Easy and delicious homemade lemon curd
Course: Dessert
Servings: 6
Ingredients
  • 170 g/6oz/ ¾ cup caster sugar
  • 113 g/4oz/ ½ cup butter
  • 4 med-large eggs beaten
  • 2 large lemons zest and juice
Instructions
  • Place the sugar and lemon zest in a medium size heatproof bowl.
  • In a smaller bowl vigorously whisk the lemon juice together with the eggs. (It is important that the lemon juice and eggs are thoroughly combined to avoid ending up with flecks of cooked egg white in the curd.) Once combined, pour the mixture over the sugar and zest and mix.
  • Cut the butter into small cubes and add to the mix.

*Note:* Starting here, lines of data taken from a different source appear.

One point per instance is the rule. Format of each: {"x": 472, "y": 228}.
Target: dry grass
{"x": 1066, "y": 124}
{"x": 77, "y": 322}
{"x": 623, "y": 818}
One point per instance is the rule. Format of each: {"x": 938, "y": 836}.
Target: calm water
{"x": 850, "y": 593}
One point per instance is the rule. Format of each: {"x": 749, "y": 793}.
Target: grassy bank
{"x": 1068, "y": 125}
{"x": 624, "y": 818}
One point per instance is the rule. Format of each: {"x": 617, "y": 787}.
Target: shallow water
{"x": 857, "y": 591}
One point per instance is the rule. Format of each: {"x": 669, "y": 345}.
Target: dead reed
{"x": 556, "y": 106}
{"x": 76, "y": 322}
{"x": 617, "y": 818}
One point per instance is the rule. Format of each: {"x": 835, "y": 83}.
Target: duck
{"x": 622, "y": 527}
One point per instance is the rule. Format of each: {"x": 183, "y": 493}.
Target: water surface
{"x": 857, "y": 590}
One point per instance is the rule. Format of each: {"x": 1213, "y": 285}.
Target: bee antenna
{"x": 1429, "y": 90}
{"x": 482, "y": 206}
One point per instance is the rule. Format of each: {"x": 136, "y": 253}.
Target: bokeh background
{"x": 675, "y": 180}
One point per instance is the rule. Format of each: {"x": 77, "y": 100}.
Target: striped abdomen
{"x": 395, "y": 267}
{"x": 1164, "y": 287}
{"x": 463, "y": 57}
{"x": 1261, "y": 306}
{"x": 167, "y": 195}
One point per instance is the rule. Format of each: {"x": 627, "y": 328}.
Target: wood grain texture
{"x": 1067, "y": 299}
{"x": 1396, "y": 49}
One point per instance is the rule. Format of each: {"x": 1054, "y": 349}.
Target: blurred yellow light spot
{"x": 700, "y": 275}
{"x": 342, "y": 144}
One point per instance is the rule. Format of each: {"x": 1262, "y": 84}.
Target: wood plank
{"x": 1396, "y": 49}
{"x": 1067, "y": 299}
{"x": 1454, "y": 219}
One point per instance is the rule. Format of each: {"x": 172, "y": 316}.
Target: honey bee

  • Place the bowl over a pan of barely simmering water (make sure the bowl does not touch the water) and whisk until thickened – approx. 15 mins. Do not be concerned if this takes a little longer

Notes

Keep your lemon curd fresh by storing it in a jar or airtight container in the refrigerator for 1-2 weeks. If you want to extend its shelf life, freeze the lemon curd for a month or more, and ensure to thaw it in the fridge before use.
Optional additions:
I like to add a pinch of flaky salt and a tsp of vanilla.